En effet, les hauts commis de l’Etat se sont déplacés au Rwanda à l’invitation des autorités rwandaises pour discuter de la coopération sécuritaire. A cet effet, Abdellatif Hammouchi et Mohamed Yassine Mansouri, Salahedine Mezouar, ainsi qu'un haut galonné de la gendarmerie royale, ont été reçus en audience aujourd'hui même par le président de la République du Rwanda, Paul Kagamé.

Pour rappel, Paul Kagamé a effectué les 20 et 21 juin une visite officielle au Maroc, à l'invitation du roi Mohammed VI. Il s'agissait en effet du premier déplacement qu'entreprend un président rwandais dans le royaume. Ce déplacement inaugure un nouveau cycle de relations diplomatiques entre le Maroc et les pays d’Afrique de l’Est en général, et le Rwanda en particulier.

Les sources de Le360 indiquent que le déplacement des deux pros de la sécurité nationale, contre-espionnage et renseignement extérieur confondus, répond à un vœu exprimé par le président du Rwanda pour bénéficier de l’expertise du royaume en matière de lutte antiterroriste.

Le Rwanda n’est d’ailleurs pas le seul pays à solliciter l’expérience marocaine qui passe pour un modèle international, pour ne pas dire continental ou régional. Des puissances mondiales, à l’instar des Etats-Unis, la Russie, la Chine, sans compter évidemment les pays d’Europe, telle la France, l’Espagne, l’Allemagne ou encore l’Italie, admettent de facto l’efficacité des services marocains, un cas d’école en termes de lutte contre le terrorisme. Et ce ne sont pas les faits d’armes accumulés par nos services qui diront le contraire, dont le plus retentissant est l’aide apportée à la France pour localiser et neutraliser le commando à l’origine des attentats qui ont frappé plusieurs endroits de le capitale française, Paris, en ce sinistre vendredi 13 novembre. Idem pour l’Espagne, la Belgique ou même en Allemagne où des attentats ont pu être évités grâce à l’intervention cruciale des services marocains.

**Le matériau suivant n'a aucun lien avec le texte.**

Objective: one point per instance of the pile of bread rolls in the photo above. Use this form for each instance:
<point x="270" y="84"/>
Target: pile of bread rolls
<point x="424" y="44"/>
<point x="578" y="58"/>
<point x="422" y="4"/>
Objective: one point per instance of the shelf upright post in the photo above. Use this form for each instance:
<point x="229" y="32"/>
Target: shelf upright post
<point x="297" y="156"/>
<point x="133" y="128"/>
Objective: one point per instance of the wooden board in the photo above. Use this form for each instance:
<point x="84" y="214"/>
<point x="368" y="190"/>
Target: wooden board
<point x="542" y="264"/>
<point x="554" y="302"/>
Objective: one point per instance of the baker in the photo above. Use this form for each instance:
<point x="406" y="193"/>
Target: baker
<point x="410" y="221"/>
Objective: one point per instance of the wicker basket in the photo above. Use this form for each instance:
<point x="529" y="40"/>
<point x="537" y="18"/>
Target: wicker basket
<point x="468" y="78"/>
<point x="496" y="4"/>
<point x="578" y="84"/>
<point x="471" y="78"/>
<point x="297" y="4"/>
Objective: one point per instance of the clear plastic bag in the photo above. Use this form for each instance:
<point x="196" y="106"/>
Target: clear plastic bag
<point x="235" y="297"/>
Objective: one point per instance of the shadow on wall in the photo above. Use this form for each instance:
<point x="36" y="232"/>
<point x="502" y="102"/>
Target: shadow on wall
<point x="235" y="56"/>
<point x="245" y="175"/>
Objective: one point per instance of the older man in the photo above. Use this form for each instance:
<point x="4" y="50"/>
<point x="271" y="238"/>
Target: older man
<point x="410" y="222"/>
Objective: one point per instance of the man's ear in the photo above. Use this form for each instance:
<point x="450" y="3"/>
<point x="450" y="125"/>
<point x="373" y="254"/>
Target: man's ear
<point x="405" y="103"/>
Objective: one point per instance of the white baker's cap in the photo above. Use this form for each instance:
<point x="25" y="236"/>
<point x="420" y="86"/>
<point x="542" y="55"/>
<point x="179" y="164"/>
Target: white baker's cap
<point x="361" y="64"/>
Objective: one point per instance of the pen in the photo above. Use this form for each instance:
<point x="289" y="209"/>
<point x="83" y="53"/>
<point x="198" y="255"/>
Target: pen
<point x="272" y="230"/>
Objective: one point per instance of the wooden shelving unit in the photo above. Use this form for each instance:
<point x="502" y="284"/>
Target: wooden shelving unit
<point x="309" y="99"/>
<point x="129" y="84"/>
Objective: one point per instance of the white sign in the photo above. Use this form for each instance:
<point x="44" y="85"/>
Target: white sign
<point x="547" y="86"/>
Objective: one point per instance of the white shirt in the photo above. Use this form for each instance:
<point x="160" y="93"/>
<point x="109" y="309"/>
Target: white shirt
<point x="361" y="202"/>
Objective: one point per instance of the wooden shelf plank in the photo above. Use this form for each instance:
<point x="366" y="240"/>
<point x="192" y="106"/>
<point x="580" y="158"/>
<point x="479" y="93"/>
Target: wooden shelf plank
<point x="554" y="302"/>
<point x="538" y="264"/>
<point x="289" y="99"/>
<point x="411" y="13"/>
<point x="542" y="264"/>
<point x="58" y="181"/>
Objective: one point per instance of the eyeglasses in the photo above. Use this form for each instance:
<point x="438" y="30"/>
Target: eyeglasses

Le déplacement de Hammouchi et de Yassine Mansouri répond à un besoin et bien plus, à une urgence. Le Rwanda, un pays désormais ami d’Afrique de l’Est, se trouve dans une région sur laquelle pèsent de sérieuses menaces terroristes. Sur ce point, l’aide du Maroc s’avère salutaire. Et il convient de saluer l’expérience marocaine dans la lutte antiterroriste qui constitue un modèle en la matière aussi bien en Europe qu’en Afrique.